Era il più grande di tutti.
Sì, d’accordo. Prossima frase?
Era il più grande di tutti.

Un colpo. Ad andarsene è il primo grande tra i giovani, quarantasei anni appena, da noi l’età di un rottamatore. Grande veramente. Uno della stazza dei De Niro, degli Hoffman (quell’altro), anche se solo lui recitava come recitava, quel suo equilibrio miracoloso tra naturalismo e metodo, e infatti era insieme caratterista e lead perfetto, mai una cosa di troppo, la maniera appena sfiorata, mi piace pensare che non ci sarebbe caduto neanche a settant’anni, ma se penso a quello che avrebbe potuto fare a settant’anni piango, di nuovo.
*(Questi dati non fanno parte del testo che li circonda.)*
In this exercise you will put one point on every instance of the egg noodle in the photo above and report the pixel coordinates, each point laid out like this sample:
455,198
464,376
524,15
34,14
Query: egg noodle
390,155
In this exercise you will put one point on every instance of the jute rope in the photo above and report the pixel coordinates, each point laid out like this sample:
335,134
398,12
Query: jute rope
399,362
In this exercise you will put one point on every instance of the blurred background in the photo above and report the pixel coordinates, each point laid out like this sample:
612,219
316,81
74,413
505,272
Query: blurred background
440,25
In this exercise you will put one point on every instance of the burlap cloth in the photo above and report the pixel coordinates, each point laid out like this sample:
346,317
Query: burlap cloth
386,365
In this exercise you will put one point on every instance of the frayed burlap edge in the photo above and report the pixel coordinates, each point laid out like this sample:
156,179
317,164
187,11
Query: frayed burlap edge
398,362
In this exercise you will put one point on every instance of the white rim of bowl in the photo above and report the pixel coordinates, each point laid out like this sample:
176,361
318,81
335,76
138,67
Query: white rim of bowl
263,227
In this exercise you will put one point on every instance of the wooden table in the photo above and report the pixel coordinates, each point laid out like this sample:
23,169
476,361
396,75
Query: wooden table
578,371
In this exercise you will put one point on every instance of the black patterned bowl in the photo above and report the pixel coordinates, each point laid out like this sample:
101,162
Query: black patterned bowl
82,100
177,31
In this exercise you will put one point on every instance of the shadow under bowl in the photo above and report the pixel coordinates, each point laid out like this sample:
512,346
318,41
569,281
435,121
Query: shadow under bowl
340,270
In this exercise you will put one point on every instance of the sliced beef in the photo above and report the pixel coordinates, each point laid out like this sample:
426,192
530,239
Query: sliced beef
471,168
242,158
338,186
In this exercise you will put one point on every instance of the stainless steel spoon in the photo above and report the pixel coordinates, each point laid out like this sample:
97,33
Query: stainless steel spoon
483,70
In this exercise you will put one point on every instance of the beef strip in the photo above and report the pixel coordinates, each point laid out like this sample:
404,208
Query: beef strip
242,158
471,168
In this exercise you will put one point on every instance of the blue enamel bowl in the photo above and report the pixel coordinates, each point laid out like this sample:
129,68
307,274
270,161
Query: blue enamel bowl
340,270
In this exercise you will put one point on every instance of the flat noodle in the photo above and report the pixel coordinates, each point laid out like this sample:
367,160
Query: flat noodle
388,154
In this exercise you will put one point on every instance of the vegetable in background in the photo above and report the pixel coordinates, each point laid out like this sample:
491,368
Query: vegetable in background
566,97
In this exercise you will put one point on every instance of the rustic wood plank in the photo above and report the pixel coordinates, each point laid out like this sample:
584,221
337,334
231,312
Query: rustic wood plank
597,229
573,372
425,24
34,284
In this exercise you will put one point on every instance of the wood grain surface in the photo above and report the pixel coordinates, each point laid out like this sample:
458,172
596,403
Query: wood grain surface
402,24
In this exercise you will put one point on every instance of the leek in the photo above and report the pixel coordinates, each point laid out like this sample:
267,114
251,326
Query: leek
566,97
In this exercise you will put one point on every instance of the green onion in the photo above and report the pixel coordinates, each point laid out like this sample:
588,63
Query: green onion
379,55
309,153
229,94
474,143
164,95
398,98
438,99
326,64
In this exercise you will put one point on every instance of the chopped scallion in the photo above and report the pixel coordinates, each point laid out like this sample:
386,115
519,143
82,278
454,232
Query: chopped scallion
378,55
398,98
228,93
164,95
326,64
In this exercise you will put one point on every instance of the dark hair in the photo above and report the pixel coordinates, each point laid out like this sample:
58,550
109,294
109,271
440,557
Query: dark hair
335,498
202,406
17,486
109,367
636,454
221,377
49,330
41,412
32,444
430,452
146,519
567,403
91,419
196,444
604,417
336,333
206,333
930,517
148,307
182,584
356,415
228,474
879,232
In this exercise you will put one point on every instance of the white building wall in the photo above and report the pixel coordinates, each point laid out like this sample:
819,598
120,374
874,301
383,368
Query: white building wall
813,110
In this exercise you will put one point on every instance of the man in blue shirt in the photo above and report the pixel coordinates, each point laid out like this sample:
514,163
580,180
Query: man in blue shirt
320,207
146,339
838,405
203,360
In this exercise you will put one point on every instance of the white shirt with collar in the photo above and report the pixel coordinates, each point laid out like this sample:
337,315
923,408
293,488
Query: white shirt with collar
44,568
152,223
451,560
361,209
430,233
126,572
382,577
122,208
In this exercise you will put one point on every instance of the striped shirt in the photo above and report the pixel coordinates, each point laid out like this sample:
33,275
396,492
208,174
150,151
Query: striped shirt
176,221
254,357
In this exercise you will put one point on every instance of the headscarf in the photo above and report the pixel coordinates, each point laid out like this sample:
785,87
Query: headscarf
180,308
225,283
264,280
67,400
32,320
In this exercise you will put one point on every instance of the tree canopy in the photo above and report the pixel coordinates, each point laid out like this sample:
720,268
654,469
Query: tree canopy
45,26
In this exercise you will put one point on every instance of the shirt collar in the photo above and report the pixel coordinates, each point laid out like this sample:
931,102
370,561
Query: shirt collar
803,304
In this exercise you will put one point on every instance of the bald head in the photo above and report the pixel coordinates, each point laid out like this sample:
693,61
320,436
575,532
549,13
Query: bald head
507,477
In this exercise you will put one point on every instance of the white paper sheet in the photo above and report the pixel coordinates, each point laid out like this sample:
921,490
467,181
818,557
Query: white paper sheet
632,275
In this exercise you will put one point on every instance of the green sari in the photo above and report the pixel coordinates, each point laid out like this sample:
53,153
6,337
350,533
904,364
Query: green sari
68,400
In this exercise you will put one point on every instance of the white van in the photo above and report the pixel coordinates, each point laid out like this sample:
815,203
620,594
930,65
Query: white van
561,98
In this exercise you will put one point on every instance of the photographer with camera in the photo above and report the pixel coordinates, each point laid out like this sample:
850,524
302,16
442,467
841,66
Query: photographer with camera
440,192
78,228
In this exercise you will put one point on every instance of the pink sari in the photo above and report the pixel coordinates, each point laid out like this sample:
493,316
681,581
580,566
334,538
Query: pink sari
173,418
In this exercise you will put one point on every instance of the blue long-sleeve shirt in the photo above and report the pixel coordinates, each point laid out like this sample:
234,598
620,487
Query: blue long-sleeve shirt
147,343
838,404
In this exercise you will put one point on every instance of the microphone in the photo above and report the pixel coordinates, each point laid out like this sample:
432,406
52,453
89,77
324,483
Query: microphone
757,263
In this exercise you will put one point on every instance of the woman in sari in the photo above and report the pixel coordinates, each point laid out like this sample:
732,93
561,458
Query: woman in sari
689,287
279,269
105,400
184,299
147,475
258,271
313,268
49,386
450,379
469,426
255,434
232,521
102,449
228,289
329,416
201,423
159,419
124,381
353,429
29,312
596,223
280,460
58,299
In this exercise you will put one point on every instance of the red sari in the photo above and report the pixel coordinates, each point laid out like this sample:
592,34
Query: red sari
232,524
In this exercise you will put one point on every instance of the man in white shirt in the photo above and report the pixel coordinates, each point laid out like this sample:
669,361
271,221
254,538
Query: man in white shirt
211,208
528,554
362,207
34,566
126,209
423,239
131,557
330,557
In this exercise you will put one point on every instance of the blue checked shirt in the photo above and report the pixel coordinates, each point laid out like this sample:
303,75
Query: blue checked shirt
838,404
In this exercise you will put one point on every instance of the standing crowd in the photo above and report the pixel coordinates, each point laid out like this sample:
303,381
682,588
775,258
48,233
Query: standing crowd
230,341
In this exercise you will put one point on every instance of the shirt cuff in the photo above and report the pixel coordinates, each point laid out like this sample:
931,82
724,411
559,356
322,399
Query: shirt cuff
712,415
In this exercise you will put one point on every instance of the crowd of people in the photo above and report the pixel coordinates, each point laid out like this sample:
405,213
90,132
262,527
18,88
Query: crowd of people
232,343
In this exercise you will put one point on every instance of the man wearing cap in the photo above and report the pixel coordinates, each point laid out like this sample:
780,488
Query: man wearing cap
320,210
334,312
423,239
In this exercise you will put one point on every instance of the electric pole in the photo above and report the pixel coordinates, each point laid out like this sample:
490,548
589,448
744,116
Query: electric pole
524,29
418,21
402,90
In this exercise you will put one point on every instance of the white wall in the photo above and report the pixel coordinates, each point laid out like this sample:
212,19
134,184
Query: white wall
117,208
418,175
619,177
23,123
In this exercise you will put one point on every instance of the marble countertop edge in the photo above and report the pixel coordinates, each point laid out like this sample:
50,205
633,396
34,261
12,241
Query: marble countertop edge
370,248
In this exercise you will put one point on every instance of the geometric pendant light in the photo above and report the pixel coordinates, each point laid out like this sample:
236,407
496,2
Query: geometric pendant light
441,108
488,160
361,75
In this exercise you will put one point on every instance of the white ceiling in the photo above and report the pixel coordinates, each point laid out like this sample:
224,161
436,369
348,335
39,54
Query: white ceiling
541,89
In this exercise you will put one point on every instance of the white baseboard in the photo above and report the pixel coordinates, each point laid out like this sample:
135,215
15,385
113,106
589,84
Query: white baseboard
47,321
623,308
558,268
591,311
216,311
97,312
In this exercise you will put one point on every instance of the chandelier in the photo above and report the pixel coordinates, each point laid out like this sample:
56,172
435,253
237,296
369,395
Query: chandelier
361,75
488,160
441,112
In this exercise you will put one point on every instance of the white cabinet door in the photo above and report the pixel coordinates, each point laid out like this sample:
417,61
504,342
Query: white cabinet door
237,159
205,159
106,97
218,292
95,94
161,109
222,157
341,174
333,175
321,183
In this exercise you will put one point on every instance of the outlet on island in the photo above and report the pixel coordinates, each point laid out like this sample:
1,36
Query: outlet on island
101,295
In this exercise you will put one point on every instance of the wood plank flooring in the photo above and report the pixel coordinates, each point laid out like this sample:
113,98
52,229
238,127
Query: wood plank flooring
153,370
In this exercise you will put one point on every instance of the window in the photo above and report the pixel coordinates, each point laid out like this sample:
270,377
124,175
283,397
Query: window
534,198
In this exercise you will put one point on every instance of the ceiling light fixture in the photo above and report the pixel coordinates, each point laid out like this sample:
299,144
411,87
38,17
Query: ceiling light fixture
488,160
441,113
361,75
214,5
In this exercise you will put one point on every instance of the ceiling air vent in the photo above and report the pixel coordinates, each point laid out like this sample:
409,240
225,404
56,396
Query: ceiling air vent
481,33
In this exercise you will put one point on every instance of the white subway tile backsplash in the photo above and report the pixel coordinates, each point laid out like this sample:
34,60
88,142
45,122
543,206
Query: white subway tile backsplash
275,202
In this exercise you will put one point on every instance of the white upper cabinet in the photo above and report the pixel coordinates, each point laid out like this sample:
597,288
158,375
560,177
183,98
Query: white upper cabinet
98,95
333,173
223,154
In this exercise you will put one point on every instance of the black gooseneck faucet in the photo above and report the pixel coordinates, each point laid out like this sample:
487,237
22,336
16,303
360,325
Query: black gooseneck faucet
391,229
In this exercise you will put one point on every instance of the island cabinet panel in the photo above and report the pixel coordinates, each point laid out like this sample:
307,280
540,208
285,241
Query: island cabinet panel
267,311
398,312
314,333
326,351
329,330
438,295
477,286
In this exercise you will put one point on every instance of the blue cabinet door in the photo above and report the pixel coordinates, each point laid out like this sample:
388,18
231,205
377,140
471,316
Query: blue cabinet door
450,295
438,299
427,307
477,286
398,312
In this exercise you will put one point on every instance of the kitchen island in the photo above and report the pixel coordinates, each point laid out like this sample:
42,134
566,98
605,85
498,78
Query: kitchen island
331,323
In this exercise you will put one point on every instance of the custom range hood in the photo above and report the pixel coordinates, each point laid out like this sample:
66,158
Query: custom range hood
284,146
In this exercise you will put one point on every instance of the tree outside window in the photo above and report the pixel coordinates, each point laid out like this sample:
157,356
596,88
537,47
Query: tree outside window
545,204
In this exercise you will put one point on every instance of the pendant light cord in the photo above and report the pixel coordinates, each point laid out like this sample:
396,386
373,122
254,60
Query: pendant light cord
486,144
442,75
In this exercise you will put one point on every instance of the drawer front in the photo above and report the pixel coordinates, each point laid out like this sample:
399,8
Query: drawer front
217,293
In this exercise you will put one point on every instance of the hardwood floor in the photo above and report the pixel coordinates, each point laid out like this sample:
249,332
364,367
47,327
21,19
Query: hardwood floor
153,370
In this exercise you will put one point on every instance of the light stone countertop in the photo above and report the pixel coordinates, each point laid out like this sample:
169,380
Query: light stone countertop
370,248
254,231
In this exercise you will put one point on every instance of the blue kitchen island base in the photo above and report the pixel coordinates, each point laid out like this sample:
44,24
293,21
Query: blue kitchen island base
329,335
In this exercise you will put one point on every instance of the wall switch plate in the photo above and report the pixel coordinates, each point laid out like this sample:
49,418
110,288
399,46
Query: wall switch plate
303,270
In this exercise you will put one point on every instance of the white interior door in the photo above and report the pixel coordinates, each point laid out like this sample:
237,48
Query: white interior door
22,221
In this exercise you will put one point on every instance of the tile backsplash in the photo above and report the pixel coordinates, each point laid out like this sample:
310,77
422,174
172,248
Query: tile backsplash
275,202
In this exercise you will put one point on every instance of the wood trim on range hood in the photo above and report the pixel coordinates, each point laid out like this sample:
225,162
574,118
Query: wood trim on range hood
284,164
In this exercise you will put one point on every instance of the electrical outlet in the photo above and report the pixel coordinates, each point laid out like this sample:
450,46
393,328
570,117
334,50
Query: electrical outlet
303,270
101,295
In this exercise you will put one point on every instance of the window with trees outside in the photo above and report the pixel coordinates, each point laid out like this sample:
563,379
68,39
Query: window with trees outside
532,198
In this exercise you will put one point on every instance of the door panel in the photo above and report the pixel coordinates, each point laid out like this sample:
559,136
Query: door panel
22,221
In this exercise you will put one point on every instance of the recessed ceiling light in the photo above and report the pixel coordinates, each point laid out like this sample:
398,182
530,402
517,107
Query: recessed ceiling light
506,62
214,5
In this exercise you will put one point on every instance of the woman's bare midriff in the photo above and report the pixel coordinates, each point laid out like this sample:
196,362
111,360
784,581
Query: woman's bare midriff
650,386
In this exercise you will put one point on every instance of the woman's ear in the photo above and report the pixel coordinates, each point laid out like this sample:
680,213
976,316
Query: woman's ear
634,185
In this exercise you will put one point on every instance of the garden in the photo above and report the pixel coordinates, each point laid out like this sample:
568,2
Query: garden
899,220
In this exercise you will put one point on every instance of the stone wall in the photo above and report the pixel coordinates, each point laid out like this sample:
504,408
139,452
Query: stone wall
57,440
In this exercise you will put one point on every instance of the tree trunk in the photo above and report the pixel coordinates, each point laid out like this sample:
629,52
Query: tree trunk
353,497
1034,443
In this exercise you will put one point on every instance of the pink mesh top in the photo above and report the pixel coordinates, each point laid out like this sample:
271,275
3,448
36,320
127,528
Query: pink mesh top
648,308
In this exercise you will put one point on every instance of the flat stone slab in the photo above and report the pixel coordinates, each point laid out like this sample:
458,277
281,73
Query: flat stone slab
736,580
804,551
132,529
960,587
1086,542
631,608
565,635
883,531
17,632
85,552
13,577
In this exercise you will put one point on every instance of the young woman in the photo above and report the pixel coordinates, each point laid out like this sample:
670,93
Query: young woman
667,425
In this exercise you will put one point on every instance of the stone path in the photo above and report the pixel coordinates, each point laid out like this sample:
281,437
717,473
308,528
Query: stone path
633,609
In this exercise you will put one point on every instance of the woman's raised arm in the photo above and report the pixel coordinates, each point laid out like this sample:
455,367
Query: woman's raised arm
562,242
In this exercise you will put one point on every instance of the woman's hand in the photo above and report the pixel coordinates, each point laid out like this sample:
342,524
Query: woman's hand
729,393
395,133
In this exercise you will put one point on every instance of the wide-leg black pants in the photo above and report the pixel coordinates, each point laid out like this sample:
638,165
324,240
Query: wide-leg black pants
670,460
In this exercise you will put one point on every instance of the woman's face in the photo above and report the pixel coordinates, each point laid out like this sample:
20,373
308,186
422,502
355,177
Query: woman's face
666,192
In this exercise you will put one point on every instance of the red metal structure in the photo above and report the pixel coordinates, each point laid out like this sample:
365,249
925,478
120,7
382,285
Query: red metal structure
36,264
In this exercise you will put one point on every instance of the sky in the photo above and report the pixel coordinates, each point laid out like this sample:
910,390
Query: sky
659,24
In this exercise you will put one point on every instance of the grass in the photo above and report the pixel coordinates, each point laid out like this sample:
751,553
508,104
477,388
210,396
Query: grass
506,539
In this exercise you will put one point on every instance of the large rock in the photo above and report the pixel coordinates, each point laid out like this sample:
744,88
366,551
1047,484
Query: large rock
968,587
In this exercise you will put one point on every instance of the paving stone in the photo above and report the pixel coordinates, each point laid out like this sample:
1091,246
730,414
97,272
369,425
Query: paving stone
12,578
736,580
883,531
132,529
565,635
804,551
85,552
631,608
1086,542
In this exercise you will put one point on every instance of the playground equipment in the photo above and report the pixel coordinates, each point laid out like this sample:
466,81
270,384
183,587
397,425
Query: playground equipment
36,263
La stazza, ecco. Il corpo e il talento, non si può dire quale cosa contenesse l’altra. Immenso – l’ha già detto qualcuno?
Era ciccione? No: era Dio.
E ora, tra tutte le cose belle e brutte che puoi pensare di Dio, gli daresti del ciccione?

I primi tre film che mi vengono in mente, non richiesti: Onora il padre e la madre di Sidney Lumet, La guerra di Charlie Wilson di Mike Nichols, … E alla fine arriva Polly di John Hamburg.

Riposa nella pace che ti sei dato. (Io so che c’è un paradiso, per i fighi come te.)